Interview: »Dramatische Veränderung der Arbeitswelt«

von Mehmet Toprak 0

ITespresso: Wird es in zehn Jahren noch den klassischen Desktop-Rechner geben?
Müller: Seit Jahren beobachten wir bei den PCs eine Verschiebung der Gewichtung zu Gunsten mobiler Systeme. Dennoch sind Desktops immer noch sehr wichtig und ich denke, dass sich daran auch mittelfristig nichts ändern wird.

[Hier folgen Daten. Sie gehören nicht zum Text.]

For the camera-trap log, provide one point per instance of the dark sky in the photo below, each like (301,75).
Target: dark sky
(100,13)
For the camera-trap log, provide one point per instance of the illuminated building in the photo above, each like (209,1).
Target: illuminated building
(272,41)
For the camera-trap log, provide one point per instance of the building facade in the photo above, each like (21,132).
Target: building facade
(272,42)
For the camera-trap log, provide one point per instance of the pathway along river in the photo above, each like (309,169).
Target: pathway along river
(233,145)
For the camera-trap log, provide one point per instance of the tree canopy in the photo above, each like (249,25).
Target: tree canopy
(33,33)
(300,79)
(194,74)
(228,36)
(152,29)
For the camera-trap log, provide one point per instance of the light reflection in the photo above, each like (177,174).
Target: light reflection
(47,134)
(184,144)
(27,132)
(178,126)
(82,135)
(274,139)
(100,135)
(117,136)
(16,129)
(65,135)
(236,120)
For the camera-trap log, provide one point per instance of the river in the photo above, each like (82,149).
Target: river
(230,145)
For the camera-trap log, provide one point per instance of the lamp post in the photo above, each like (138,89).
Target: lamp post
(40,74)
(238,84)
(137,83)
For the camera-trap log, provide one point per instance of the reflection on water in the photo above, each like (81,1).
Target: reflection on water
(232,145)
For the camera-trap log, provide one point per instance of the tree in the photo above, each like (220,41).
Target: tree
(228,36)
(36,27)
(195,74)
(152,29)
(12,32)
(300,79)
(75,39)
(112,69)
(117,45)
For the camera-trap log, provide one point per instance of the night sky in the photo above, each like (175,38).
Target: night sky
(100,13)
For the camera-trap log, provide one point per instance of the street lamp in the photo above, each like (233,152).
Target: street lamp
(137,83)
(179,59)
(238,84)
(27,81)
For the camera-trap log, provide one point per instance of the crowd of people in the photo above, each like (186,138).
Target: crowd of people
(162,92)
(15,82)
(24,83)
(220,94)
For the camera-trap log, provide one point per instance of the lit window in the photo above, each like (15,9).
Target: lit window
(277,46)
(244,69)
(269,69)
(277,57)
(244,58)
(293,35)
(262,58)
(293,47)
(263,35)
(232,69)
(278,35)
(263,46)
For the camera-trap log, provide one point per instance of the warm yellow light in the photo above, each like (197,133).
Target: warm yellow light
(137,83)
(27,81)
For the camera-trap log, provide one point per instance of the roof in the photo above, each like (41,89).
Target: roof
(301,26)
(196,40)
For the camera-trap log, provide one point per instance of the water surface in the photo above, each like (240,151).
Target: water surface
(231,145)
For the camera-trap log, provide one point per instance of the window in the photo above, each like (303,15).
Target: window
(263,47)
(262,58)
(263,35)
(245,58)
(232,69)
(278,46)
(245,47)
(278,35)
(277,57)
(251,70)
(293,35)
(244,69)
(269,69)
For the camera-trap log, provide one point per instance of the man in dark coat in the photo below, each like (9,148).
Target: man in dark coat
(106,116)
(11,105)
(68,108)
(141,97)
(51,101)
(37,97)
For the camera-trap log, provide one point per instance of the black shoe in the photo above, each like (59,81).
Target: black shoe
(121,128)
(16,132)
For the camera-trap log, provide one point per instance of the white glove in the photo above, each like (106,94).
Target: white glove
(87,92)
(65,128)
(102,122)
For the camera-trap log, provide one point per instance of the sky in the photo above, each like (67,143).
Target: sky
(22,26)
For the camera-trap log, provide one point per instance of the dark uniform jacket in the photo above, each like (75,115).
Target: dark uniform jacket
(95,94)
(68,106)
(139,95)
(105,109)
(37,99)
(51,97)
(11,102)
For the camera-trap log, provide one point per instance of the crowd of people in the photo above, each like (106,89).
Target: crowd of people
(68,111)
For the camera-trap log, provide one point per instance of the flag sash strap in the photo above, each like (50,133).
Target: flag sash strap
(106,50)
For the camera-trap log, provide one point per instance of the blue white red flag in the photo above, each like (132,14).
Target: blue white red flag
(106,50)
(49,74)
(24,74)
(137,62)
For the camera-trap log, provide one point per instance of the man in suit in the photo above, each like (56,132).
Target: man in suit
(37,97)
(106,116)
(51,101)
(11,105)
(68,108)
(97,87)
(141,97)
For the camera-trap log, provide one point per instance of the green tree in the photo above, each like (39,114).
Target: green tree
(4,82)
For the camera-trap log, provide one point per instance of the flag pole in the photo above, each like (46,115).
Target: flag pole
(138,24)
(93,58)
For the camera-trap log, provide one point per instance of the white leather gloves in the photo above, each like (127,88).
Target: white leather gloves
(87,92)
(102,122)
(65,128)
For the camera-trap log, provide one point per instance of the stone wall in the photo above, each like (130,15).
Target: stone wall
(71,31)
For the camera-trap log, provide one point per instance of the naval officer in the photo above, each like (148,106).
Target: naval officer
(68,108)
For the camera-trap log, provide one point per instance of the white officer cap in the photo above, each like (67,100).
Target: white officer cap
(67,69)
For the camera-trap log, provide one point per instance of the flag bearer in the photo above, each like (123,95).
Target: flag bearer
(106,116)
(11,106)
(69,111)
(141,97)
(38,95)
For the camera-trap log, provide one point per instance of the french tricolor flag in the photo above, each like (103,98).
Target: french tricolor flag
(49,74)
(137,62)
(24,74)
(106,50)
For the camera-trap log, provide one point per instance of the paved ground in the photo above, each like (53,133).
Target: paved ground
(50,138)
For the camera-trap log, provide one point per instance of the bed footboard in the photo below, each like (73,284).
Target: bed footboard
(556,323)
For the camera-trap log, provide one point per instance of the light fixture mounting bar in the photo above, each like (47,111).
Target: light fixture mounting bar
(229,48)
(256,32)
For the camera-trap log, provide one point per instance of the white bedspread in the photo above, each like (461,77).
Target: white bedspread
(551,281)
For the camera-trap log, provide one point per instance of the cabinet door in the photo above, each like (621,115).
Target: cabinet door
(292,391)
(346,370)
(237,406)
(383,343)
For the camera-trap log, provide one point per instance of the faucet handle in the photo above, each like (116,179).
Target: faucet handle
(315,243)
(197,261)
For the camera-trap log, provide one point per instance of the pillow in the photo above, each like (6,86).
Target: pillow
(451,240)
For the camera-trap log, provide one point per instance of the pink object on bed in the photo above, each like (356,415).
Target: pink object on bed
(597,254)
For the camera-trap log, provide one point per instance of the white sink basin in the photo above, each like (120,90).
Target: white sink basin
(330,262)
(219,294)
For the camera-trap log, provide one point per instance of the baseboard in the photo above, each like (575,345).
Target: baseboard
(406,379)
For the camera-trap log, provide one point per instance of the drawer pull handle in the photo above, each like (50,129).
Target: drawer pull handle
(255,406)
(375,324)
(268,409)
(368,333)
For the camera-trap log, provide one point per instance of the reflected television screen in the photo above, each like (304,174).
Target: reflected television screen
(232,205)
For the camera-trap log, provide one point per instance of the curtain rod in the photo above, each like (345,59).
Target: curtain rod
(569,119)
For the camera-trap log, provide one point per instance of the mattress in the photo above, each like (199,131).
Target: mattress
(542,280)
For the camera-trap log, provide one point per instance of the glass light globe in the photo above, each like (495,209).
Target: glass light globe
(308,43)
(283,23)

Die meisten der neuen Gerätetypen, die in den vergangenen Jahren Einzug in den PC-Markt gehalten haben, sind ja komplementär zu den bestehenden Systemen. Sie haben unsere Arbeitswelt bereichert und werden das auch weiterhin tun, aber der klassische Desktop wird aufgrund seiner Leistungsstärke und seiner geringen Verwaltungskosten weiterhin für den stationären Einsatz von Bedeutung bleiben.

»Bei den Produktentscheidungen der Unternehmen hat die Orientierung an den Konsumenten bereits begonnen«, meint Dell-Manager Michael Müller, (Head of Latitude Product Line Management EMEA). (Bild: Dell)

ITespresso: Wer zahlt eigentlich für Tablets und Smartphones, wenn diese auch privat genutzt werden?
Müller: Schon heute vermischen sich private und geschäftliche Nutzung. Ein allseits bekanntes Beispiel ist der Firmenwagen. Hier hat der Gesetzgeber eine Regelung festgelegt, wie private Nutzung finanziell zu regeln ist. Bei Mobilfunk-Geräten gibt es technische Lösungen, um private und geschäftliche Gespräche zu identifizieren und zu berechnen.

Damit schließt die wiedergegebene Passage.